Invoca o recorrente que a decisão da entidade administrativa é nula por absoluta omissão de qualquer acto de investigação e instrução.

Ora, tal afirmação não tem qualquer acolhimento com o teor plasmado na decisão sob recurso, na medida em que nesta foram indicados todos os meios de prova nos quais se alicerçou a entidade administrativa para chegar ao apuramento de tais factos.

Dispõe o art. 54.º, n.º 2, do RGCO que: “A autoridade administrativa procederá à sua investigação e instrução, finda a qual arquivará o processo ou aplicará uma coima.”

A investigação do processo contraordenacional visa aquilatar da prática de uma infracção de tal natureza e a autoria da mesma.

Compulsados os autos, vislumbra-se que foi elaborado o respectivo auto de contra-ordenação, cfr. fls. 1, junto prova fotográfica a fls. 2, e ainda certificado de verificação do cinemómetro (radar), no qual resulta a sua operacionalidade em conformidade com as regras legais em vigor.

Foi cumprido o disposto no art. art.171.º, n.º 5, do Código da Estrada (actual art.171.º, n.º 6, do Código da Estrada) para apuramento da autoria da contra-ordenação em apreço.

Notificado, nos termos do art. 50.º, do RGCO, o arguido procedeu ao pagamento da coima.

Razão pela qual, presidindo a entidade administrativa à investigação e instrução cabe-lhe a ela praticar os actos que se proponha para atingir as finalidades daquela fase processual, o que manifestamente se tem por observado.

Em face do exposto, indefere-se a suscitada nulidade invocada que não se tem por verificada.

*

b) Nulidade por omissão de factos que sustentem o elemento subjectivo da infracção

Alega o recorrente que a decisão de contra-ordenação é nula por omissão de factos que sustentem o elemento subjectivo.

Dispõe o art. 58.º do RGCO., na parte que releva para a presente apreciação, o seguinte:

“1 – A decisão que aplica a coima ou as sanções acessórias deve conter:

a) A identificação dos arguidos;

b) A descrição dos factos imputados, com indicação das provas obtidas;

c) A indicação das normas segundo as quais se pune e a fundamentação da decisão;”

Por “descrição dos factos imputados” deve entender-se não só os factos objectivos típicos, mas também os factos internos ou subjectivos, que permitirão a subsunção a um dos títulos possíveis de imputação subjectiva, seja doloso ou negligente. Para além destes factos típicos, a decisão deve ainda conter os demais factos necessários para estabelecer o grau de participação do arguido, bem como todas as circunstâncias factuais relevantes para a determinação da sanção, em caso de decisão condenatória.

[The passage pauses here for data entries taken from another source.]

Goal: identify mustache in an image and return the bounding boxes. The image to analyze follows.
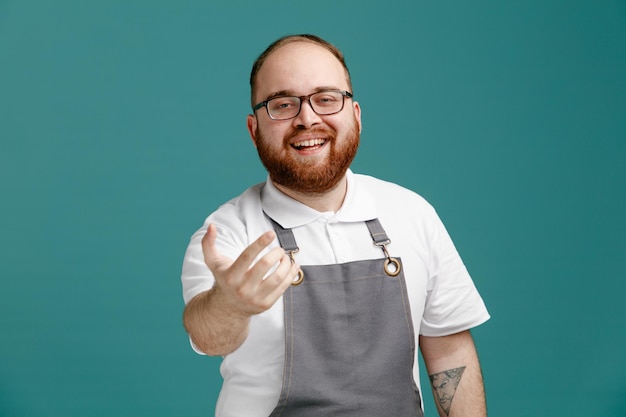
[284,126,337,143]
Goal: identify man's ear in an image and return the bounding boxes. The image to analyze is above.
[247,114,258,147]
[353,101,362,133]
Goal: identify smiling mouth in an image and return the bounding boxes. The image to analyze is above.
[291,138,326,150]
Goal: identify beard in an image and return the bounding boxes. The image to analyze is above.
[255,119,360,194]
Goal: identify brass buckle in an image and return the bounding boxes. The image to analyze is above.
[375,241,401,277]
[288,249,304,285]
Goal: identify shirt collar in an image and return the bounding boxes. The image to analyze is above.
[261,169,378,229]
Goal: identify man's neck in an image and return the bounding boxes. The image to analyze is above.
[273,176,348,213]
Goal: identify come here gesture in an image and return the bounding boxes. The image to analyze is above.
[183,223,299,356]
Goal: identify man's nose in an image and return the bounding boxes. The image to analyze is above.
[292,99,322,128]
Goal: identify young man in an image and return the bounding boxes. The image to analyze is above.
[181,34,490,417]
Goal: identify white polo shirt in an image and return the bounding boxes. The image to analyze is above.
[181,170,490,417]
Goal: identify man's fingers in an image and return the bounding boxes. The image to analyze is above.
[202,224,280,280]
[201,224,217,251]
[201,224,293,314]
[202,223,228,272]
[257,254,301,307]
[242,246,288,282]
[228,230,277,278]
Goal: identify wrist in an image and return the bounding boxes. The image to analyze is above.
[208,285,254,321]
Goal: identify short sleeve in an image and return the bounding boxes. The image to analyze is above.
[419,211,490,336]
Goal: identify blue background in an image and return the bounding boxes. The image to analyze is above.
[1,1,625,416]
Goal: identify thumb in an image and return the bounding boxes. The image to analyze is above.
[201,223,233,272]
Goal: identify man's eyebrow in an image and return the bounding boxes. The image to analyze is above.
[264,90,293,101]
[264,86,343,101]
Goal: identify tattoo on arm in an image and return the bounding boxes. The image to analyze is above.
[429,366,466,416]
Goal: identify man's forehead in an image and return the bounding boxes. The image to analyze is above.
[254,42,349,99]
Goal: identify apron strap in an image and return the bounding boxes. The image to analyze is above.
[267,216,391,250]
[265,216,299,253]
[265,214,305,285]
[366,218,402,277]
[365,218,391,246]
[266,214,400,279]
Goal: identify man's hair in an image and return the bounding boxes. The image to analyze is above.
[249,34,352,106]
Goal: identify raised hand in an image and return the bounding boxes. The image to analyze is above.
[202,223,299,316]
[183,223,300,355]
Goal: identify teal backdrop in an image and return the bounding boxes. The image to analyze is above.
[2,1,625,416]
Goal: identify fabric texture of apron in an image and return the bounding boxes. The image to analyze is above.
[267,217,423,417]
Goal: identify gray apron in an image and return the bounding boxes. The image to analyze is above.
[267,217,423,417]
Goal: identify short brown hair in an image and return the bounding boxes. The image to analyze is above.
[249,34,352,106]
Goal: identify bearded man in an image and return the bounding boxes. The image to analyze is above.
[181,34,490,417]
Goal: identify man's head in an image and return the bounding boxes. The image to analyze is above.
[249,34,353,107]
[247,34,361,195]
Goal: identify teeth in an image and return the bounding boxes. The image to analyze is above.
[293,139,325,148]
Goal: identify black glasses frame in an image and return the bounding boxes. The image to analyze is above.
[252,90,354,120]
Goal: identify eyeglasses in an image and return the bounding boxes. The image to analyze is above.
[252,90,353,120]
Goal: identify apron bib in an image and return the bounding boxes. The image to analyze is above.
[267,217,423,417]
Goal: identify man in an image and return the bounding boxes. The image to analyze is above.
[181,34,490,417]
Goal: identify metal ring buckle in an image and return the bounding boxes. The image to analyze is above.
[292,269,304,285]
[375,242,401,277]
[384,257,402,277]
[288,250,304,286]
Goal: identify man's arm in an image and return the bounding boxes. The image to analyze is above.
[183,224,298,356]
[420,330,486,417]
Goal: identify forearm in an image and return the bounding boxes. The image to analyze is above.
[183,286,251,356]
[420,331,487,417]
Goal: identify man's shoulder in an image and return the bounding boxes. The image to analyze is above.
[352,173,432,208]
[209,182,266,225]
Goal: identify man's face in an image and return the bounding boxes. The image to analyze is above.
[247,42,362,194]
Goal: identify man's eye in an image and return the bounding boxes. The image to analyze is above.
[314,94,340,106]
[270,99,296,111]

Tal factualidade deve ser, tanto quanto possível, expurgada de conceitos jurídicos e de conclusões.

Ora, a decisão de aplicação de uma coima é um acto administrativo na medida em que se consubstancia numa decisão tomada por órgãos da administração pública que ao abrigo de normas de direito público, visa produzir efeitos jurídicos numa situação individual e concreta.

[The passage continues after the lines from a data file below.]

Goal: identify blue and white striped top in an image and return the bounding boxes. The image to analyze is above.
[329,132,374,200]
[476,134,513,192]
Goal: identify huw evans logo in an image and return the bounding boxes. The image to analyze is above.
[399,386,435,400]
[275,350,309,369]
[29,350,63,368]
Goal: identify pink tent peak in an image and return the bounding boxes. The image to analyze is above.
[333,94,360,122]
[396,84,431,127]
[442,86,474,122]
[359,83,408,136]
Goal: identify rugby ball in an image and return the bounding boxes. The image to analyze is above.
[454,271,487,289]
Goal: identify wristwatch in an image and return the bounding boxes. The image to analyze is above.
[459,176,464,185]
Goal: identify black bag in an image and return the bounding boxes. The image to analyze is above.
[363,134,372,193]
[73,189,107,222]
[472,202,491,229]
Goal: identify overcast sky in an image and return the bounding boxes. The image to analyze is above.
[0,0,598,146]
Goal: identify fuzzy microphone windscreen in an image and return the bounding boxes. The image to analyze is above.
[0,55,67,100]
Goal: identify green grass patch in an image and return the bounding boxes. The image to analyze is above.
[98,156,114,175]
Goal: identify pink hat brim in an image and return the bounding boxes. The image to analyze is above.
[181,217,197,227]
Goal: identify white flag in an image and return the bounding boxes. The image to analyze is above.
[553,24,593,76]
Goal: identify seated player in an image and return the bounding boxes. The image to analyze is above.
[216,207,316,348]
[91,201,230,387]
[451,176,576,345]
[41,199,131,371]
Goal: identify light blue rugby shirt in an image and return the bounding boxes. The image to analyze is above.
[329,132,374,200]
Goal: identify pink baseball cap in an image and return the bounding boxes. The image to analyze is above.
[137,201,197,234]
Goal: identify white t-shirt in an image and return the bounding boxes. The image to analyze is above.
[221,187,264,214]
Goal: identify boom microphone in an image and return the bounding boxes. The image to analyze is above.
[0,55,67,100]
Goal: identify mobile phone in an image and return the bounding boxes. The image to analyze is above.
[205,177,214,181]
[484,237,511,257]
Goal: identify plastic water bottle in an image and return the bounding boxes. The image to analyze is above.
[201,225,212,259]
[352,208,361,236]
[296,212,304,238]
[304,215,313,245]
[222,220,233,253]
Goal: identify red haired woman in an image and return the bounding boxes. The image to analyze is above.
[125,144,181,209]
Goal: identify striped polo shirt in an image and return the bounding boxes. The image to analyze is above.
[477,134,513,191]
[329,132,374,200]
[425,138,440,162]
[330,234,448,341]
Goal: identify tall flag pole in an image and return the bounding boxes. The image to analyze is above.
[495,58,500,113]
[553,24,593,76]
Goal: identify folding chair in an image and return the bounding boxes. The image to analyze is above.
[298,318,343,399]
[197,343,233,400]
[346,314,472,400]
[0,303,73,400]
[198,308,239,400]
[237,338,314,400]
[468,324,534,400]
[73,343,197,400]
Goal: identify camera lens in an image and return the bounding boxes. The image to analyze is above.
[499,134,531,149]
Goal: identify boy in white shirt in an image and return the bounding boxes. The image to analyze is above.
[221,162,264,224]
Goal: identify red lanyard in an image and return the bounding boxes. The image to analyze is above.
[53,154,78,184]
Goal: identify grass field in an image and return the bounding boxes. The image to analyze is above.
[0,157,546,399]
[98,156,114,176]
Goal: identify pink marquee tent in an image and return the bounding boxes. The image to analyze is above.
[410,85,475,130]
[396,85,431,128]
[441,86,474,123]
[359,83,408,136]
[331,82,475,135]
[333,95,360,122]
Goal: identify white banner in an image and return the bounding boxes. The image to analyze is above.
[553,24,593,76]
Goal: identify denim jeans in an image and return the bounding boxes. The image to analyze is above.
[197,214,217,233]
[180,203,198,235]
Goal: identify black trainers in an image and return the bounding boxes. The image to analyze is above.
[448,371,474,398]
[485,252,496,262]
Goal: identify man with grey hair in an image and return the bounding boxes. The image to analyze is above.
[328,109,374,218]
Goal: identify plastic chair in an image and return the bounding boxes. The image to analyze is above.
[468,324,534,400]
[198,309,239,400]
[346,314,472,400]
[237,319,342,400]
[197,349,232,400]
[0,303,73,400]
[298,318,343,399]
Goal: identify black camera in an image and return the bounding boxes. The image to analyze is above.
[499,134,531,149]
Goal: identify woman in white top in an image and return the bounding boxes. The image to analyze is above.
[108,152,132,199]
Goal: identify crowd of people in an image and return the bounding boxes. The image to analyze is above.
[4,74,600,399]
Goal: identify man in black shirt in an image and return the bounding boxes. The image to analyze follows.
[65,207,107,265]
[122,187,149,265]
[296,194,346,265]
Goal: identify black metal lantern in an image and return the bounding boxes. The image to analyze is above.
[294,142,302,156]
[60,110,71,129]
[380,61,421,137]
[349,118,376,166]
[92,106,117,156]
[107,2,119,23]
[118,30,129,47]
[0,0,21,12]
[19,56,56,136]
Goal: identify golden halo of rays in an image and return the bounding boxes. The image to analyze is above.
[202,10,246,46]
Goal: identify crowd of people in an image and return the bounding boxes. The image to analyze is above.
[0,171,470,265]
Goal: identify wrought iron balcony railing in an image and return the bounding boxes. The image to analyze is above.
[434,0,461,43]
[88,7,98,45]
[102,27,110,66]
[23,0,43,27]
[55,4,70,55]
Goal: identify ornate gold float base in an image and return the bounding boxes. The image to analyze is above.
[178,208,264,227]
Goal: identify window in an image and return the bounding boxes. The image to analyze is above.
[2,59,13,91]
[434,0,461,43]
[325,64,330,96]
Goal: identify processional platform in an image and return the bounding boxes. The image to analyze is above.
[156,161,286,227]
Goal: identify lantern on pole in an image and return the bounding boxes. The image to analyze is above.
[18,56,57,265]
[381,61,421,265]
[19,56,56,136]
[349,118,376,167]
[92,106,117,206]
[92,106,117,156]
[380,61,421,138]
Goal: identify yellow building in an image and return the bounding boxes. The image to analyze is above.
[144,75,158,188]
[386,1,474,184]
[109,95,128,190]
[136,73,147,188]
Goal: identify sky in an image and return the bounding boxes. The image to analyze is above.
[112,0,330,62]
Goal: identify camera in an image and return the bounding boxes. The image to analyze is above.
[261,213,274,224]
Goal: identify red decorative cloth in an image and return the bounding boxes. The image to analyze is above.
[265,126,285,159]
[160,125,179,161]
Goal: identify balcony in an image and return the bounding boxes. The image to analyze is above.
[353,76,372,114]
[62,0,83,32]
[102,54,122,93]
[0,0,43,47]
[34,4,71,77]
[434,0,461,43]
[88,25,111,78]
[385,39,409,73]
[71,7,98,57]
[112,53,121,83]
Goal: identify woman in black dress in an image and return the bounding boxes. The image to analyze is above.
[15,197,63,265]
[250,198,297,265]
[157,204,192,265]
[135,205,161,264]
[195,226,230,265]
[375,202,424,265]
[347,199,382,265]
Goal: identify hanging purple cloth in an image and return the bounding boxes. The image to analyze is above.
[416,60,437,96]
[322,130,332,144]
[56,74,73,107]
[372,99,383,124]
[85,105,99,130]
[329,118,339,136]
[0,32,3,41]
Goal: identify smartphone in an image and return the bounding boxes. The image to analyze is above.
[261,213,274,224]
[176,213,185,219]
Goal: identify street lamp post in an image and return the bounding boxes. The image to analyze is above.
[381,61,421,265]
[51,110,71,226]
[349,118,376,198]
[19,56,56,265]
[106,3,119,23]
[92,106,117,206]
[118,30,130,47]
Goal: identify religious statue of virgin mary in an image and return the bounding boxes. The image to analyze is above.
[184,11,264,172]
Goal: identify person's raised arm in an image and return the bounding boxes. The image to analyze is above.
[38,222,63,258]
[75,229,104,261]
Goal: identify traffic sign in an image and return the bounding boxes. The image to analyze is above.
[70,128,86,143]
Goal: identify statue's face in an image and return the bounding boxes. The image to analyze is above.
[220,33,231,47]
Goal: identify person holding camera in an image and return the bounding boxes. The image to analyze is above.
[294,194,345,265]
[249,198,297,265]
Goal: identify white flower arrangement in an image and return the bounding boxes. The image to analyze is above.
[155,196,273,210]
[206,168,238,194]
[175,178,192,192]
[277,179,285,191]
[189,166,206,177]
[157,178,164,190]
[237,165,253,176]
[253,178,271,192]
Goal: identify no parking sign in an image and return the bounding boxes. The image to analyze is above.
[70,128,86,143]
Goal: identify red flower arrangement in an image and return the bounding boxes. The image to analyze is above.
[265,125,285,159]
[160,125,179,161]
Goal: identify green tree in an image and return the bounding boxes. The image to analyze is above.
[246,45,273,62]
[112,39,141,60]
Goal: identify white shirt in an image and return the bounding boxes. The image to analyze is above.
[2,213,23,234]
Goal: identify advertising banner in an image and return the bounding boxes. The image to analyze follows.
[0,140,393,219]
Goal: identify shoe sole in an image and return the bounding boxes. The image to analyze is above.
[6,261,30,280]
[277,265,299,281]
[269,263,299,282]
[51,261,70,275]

A fundamentação dos actos administrativos decorre da própria Constituição da República Portuguesa – cfr. art. 268.º, n.º 3 – e do Código de Procedimento Administrativo – cfr. art. 124.º, n.º 1, alínea a).

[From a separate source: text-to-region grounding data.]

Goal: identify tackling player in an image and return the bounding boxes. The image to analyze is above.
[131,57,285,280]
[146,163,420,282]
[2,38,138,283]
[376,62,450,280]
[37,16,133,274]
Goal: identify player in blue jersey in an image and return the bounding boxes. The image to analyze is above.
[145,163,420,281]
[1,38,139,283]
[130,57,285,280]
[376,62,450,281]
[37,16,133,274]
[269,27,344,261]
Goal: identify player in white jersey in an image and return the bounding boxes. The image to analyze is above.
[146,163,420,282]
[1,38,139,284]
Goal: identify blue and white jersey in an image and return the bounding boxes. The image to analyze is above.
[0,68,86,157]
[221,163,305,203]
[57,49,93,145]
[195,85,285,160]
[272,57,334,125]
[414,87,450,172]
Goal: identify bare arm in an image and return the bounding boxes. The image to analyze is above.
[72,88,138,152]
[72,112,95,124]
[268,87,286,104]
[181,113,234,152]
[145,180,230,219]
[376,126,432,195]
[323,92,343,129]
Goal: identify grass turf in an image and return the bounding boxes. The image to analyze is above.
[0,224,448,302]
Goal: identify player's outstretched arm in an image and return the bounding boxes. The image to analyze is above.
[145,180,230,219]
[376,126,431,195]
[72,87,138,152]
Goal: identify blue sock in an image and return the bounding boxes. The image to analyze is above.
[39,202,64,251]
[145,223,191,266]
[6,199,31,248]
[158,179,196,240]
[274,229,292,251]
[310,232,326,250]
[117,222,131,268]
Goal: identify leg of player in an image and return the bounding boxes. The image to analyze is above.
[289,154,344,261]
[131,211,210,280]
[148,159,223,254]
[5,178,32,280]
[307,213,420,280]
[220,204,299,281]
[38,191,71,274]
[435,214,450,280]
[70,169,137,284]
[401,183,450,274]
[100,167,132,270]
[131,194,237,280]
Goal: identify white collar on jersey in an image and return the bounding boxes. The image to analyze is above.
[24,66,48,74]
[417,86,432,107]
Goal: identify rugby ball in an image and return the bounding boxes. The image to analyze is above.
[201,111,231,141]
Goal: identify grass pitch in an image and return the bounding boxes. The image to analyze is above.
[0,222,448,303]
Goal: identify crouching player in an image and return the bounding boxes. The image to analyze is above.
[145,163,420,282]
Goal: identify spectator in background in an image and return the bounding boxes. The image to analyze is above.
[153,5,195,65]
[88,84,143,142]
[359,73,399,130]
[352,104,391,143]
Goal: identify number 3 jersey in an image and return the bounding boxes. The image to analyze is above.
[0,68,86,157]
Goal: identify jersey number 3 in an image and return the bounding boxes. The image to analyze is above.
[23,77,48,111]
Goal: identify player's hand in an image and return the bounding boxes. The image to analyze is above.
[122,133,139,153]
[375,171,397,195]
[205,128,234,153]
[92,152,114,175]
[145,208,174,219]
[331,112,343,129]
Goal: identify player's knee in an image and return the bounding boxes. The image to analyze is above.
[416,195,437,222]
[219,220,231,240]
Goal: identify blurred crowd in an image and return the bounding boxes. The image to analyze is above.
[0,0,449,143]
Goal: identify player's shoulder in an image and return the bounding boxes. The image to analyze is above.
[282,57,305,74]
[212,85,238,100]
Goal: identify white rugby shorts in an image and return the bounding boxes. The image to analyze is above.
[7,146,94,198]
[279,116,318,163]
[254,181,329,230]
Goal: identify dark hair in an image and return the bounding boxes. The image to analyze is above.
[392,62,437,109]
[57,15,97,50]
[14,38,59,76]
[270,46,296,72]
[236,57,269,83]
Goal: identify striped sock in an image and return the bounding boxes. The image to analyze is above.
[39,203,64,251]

No caso concreto a obrigatoriedade de descrição dos factos e fundamentação das decisões decorre do acima citado art. 58.º, n.º 1, alíneas b) e c) do RGCO.

A exigência de uma cabal descrição dos factos, incluindo os provados e não provados, e da respectiva fundamentação tem por finalidade assegurar uma efectiva garantia dos particulares contra a arbitrariedade das decisões administrativas, permitindo, assim, a estes o exercício conveniente do seu direito de defesa contra decisões que os afectem.

Na verdade, só conhecendo as razões e premissas da decisão é possível ao particular reagir contra a mesma, contrapondo factos e argumentos ou pôr em causa as razões de facto e de direito que levaram a uma determinada decisão.

Como se explica de modo lapidar no acórdão do Tribunal da Relação de Lisboa de 28/04/2004, in www.dgsi.pt, “Pretende-se, fundamentalmente, por um lado, conferir força pública inequívoca (autoridade e convencimento) aos referidos actos e, por outro lado, facultar a sua fundada impugnação, tudo no sentido de que a fundamentação da sentença há-de permitir a transparência da decisão.”

A violação do dever de fundamentação impede o intérprete de comprovar se na decisão se seguiu um processo lógico e racional na apreciação da prova, de modo a aferir se se trata de uma decisão ilógica, arbitrária ou notoriamente violadora das regras de experiência comum e fazer um juízo de oportunidade sobre a conveniência da impugnação judicial.

Já nesta sede, permitirá ao tribunal conhecer o processo lógico de formação da decisão administrativa (neste sentido, cfr. António de Oliveira Mendes e José dos Santos Cabral, Notas ao Regime Geral das Contra-Ordenações e Coimas, Almedina, 2ª Edição, pág. 159).

Na verdade, a autoridade administrativa deu como provados os factos constantes na de fls. 9, escalpelizando e enunciando quanto a nós correctamente a factualidade consubstanciadora da responsabilidade contra-ordenacional da recorrente, quer nos seus elementos objectivos quer nos seus elementos subjectivos.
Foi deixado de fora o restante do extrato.